I don’t want to re-install but it should offer a chance to setup the self signed certificate maintenance, and then you are dumped into the system. One nice thing on Windows is you can create UDP 514 Syslog captures with no silly port reflection. Although you could run them in WSLv1 or VM’s entirely by having all of this as native Win64 makes the memory and performance overhead much lower.

Apache

I use graylog to capture my blog’s Apache stats.

In my apache site config under the logging I added this:

LogFormat "{ \"version\": \"1.1\", \"host\": \"%V\", \"short_message\": \"%r\", \"timestamp\": %{%s}t, \"level\": 6, \"_user_agent\": \"%{User-Agent}i\", \"_source_ip\": \"%a\", \"_duration_usec\": %D, \"_duration_sec\": %T, \"_request_size_byte\": %O, \"_http_status_orig\": %s, \"_http_status\": %>s, \"_http_request_path\": \"%U\", \"_http_request\": \"%U%q\", \"_http_method\": \"%m\", \"_http_referer\": \"%{Referer}i\", \"_from_apache\": \"true\" }" graylog_access

CustomLog "|/usr/bin/nc -u 127.0.0.1 12201" graylog_access

Of course, keeping in mind that I do front with Cloudflare, so the source_ip will probably be different for you. Netcat does the job nicely, and since it’s WSLv1 all the TCP/IP is unified so it can intermix just fine.

GELF UDP

Setting up the input as the stock boring GELF-UDP was a snap, and in no time apache is now sending the access log to Graylog in GELF, and all is well. It’s great!

I know that my setup is.. far from normal, and I do have quite a few VM’s but this old machine is more than capable of hosting this site, a few others, along with the overhead of Graylog.

IBM Xeon workstation

Would I recommend this in production? I have to think that since so much of this is now available on native Win64 that at least 2/3rd of it is capable.

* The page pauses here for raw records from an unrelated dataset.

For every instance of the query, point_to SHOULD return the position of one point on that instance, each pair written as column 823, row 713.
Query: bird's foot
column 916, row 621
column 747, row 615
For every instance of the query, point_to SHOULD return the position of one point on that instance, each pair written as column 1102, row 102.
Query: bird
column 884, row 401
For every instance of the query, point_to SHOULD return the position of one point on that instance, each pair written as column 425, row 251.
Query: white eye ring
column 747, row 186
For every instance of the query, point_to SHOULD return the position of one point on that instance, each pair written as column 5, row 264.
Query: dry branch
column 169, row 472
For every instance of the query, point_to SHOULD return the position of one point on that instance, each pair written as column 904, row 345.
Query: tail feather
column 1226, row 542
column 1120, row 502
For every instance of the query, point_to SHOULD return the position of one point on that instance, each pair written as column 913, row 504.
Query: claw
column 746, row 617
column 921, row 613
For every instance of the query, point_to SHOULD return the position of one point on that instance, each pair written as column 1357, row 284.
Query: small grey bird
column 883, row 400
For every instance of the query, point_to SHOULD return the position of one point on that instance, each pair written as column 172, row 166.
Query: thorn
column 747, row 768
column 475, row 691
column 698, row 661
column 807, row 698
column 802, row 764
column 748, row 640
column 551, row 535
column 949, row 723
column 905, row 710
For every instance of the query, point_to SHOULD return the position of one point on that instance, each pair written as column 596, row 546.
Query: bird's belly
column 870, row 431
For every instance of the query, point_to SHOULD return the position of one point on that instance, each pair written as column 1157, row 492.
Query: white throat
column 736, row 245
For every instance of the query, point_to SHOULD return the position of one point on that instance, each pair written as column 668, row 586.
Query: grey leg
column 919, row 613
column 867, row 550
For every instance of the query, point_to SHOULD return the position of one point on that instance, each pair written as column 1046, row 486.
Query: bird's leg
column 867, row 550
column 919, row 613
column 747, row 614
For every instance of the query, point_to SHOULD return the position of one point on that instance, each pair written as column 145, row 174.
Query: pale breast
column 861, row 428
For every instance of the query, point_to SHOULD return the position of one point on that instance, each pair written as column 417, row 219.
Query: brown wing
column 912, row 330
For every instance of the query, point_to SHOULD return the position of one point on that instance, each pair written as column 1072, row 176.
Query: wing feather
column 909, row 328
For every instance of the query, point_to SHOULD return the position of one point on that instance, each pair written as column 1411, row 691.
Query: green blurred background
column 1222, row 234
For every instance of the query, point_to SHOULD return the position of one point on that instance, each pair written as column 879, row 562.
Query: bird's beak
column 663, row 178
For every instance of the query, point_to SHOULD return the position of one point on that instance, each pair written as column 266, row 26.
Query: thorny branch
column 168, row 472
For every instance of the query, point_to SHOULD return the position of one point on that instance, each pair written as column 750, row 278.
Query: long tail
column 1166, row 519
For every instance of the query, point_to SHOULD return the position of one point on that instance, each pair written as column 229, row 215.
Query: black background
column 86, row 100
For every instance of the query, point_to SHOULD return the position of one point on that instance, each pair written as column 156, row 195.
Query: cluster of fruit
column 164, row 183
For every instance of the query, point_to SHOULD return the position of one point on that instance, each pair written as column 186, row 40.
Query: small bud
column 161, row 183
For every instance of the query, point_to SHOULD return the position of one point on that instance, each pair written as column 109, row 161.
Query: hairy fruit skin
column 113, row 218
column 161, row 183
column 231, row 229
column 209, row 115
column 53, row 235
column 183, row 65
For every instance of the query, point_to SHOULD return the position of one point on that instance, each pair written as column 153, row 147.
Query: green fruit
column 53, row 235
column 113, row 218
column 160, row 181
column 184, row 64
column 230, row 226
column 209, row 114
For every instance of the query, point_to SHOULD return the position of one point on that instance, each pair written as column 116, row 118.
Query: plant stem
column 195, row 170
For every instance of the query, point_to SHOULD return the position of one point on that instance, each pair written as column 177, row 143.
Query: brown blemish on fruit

I’m not to worried about the potential of Graylog dropping data if the host is interrupted as everything else is here. I can understand if other people have very different thoughts on that. Not everyone wants to run a 90’s datacentre on some old machine tucked under the Christmas Tree, but I guess I’m weird enough to do so.

I suppose the where to go from here, is to get everything else logging to graylog so I can build dashboards, and reports. But that sounds like a lot of work, and at the moment I think this is a good enough place to stop. I should add that it’s been running for nearly 2 days now, so that’s good enough for prime time right? RIGHT?!